Culture secretary Andy Burnham has signalled today that the Government is unlikely to allow product placement in British television shows as part of its implementation of a new European Union directive.
The government is obliged to consider product placement as part of the EU’s Audio Visual Media Services Directive, which allows EU member states to make individual decisions on whether or not they allow product placement.
A UK consultation on the issue is set to get underway this summer and the government is due to give its final response next year.
However, in a speech to the Department for Culture, Media and Sport’s cross-industry Convergence Think Tank today, Burnham said the UK government would be against product placement, which he claimed would “contaminate” British TV programmes.
“There is a risk that product placement exacerbates this decline in trust [in television], and contaminates our programmes. There is a risk that, at the very moment when television needs to do all it can to show it can be trusted, that we elide the distinction between programmes and adverts,” he said.
Burnham added: “As a viewer, I don’t want to feel the script has been written by the commercial marketing director. If Jim Royle gets out of his chair for a Kit Kat, I want to think, ‘he fancies a Kit Kat’ - not, ‘Kit Kat my arse!’. If I thought it was because someone has paid for him to eat one it would change the way I felt about the programme.”

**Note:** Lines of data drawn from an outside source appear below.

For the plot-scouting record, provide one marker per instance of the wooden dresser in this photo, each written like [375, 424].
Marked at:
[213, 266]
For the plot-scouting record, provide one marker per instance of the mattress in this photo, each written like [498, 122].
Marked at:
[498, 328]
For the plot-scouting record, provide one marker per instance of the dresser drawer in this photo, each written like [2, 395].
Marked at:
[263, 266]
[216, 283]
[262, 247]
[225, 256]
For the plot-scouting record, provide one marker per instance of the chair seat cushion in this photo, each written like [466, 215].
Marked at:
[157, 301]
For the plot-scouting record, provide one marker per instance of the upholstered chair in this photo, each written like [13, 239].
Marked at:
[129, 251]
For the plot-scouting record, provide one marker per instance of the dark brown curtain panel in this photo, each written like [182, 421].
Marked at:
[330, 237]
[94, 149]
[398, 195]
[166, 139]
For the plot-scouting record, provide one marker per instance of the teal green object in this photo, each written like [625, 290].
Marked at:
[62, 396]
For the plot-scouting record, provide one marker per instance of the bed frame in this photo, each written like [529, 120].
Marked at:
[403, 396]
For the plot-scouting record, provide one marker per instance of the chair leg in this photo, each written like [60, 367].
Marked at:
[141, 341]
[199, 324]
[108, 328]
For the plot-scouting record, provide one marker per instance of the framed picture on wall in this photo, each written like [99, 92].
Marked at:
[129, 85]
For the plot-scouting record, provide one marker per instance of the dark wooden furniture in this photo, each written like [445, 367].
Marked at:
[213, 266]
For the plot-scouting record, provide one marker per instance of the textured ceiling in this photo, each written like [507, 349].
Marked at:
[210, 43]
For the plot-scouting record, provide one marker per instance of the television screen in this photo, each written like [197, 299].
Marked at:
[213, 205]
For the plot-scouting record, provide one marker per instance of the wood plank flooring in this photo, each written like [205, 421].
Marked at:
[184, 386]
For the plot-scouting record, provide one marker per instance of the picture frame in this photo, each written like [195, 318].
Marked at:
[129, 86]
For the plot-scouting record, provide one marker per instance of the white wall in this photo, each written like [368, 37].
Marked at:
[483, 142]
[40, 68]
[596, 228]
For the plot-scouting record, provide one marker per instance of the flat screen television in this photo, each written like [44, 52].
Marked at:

The culture secretary admitted he could see the “benefits of product placement”.
But he added: “Here and now I do want to signal that I think there are some lines that we should not cross - one of which is that you can buy the space between the programmes on commercial channels, but not the space within them. British programming has an integrity that is revered around the world and I don’t think we should put that hard-won reputation up for sale.”